With regards to airflow, it is very unlikely, I have a considerable amount of experience building PC's, and familiar with airflow best practices, there is a fan blowing right over the component, in both cases, the ambient temperature does not go above 27 C in the summer, the machines are monitored when on, none of the monitored temperatures ever go high enough to be a cause of concern. I am more inclined to go with my initial suspicion and the comment from Amyk.
Once the replacement LDO's arrive, I will seat some heat sinks with thermal glue onto them, as you suggested. I have a bunch luying around the office and was looking for an excuse to use them.
I will also invest in a thermal camera just to ease troubleshooting and add another step to QA when building, by checking the airflow visually, I really should have done it a long time ago.
ASRock H110M-DGS R3.0, the failed component is the power regulator G9661M
Asrock has been selling factory defective motherboards since 1150 socket, they all die when powered off _and_ unplugged, something to do with cmos battery/standby circuit resulting in fried standby LDO (something reverse biasing? feeding power back? or latching?).
https://www.reddit.com/r/buildapc/comments/2jrt1b/psarequest_possible_reoccurring_problem_with_the/?sort=new
I have Z87 Pro4 board with same issue.
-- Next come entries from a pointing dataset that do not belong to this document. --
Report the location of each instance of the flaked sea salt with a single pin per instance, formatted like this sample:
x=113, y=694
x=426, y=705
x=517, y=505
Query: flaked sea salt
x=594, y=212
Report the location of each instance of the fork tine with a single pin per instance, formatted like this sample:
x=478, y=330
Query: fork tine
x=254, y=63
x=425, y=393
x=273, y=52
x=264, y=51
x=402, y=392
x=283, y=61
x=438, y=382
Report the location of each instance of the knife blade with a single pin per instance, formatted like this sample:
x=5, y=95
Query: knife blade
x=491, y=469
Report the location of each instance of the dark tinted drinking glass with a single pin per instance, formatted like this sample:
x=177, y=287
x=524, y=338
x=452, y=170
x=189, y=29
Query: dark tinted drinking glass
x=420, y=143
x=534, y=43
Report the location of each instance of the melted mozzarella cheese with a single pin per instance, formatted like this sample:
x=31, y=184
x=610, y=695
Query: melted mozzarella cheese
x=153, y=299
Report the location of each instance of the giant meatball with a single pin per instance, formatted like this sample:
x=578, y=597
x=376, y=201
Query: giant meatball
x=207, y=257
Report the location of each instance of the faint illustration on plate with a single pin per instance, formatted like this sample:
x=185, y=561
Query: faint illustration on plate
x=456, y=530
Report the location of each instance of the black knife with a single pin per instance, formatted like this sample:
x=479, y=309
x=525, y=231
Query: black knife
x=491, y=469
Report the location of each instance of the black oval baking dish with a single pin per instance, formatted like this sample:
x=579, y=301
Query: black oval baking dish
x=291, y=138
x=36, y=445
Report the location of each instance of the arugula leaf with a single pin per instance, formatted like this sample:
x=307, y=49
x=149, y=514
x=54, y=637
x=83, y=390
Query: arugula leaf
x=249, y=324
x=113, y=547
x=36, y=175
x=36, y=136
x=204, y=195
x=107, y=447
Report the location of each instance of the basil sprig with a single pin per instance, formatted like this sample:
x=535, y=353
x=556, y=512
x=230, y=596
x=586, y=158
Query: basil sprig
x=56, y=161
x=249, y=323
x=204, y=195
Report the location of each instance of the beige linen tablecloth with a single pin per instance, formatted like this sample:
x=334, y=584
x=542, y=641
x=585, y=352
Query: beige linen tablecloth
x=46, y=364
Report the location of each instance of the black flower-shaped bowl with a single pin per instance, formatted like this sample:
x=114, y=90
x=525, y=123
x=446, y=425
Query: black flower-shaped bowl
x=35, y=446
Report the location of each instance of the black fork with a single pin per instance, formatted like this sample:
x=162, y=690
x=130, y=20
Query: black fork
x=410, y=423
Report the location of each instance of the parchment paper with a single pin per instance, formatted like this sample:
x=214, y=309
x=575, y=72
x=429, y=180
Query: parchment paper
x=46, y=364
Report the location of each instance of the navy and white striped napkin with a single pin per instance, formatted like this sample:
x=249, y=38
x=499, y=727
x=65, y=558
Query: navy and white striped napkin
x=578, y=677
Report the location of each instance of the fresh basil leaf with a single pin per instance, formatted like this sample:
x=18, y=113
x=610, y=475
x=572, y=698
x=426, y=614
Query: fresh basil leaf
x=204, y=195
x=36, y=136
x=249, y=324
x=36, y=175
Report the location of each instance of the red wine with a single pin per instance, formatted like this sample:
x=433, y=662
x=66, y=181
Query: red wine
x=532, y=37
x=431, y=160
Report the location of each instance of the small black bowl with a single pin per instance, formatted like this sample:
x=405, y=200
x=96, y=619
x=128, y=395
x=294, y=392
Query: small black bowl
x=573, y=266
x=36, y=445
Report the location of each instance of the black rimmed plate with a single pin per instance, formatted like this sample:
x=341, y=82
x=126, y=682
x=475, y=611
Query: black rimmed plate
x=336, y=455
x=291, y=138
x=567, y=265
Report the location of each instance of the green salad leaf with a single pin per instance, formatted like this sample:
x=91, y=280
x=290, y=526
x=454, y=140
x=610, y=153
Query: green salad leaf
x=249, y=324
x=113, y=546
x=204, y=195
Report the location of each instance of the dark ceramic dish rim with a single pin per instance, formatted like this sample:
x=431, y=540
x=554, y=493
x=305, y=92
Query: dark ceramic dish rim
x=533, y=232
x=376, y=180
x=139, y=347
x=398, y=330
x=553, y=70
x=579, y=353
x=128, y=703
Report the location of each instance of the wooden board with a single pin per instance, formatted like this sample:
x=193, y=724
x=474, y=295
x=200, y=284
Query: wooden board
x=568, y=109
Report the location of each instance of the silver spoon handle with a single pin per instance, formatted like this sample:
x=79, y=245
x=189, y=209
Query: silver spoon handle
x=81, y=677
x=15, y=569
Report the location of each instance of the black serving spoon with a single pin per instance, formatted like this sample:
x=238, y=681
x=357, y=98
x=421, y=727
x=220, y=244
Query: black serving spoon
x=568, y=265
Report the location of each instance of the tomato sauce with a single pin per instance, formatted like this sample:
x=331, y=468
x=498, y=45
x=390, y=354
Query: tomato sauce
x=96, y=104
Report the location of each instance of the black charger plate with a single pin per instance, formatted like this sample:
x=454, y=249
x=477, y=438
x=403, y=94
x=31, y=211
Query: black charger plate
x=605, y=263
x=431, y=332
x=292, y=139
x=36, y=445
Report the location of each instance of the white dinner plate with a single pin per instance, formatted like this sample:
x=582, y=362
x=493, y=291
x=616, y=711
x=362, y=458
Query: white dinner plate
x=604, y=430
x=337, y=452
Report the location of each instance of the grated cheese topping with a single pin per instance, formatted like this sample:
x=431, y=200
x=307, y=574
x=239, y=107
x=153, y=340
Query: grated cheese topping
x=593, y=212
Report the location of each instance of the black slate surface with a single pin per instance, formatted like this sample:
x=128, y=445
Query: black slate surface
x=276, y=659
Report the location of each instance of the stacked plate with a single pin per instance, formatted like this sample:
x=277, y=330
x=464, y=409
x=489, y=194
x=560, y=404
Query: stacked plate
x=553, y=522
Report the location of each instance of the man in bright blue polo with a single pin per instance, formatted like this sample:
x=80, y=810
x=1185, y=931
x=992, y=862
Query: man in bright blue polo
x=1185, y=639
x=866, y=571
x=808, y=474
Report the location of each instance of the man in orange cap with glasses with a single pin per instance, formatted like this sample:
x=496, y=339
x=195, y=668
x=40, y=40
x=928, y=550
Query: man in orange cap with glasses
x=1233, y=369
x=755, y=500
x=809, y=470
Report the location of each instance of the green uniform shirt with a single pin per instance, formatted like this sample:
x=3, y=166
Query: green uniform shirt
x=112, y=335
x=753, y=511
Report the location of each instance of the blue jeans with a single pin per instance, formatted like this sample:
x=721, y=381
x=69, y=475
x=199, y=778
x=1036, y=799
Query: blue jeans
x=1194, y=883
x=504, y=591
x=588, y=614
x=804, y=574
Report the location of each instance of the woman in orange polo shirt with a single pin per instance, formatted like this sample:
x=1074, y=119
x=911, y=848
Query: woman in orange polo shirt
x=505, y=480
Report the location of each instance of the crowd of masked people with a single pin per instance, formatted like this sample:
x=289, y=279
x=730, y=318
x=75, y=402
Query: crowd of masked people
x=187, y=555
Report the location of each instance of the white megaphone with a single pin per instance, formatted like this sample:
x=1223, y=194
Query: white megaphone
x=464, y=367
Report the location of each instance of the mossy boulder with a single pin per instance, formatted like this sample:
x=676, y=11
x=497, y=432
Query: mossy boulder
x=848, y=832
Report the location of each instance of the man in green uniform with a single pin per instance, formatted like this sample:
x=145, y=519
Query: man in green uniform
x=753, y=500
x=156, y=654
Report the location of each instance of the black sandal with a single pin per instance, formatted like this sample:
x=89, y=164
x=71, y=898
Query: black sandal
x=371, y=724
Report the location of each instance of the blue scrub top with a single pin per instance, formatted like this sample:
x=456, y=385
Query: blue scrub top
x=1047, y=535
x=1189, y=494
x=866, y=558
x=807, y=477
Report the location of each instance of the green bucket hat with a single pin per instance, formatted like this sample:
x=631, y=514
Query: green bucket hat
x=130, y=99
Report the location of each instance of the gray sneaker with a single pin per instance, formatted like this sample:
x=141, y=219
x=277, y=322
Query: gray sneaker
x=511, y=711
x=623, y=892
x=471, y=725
Worked great 4 years plugged in until I swapped GPUs(had to disconnect power), then started having problems booting, would boot on the second try, then on the fifth, then on the 50th, now completely dead. In most cases fault gets progressively worse until death of the board.
Maybe someone is turning off power during the weekends in that office, or cleaning lady uses power socket for the vacuum cleaner
Edit Ha, floobydust beat me to it! altho I meant staff unplugging main PC power strip to plug her equipment.
Thanks for your post, the inherent issues with the LDO would certainly not help matters. I do believe it is the cleaning crew either plugging into the same socket or messing around with the power cable, too many things point to that.
Wow, my first guess with your Z87 Pro4 issue would have been leaking caps in the PSU or on the board itself, as in my experience they exhibit the exact symptoms you described, but I'm assuming you have done your research/testing on the matter.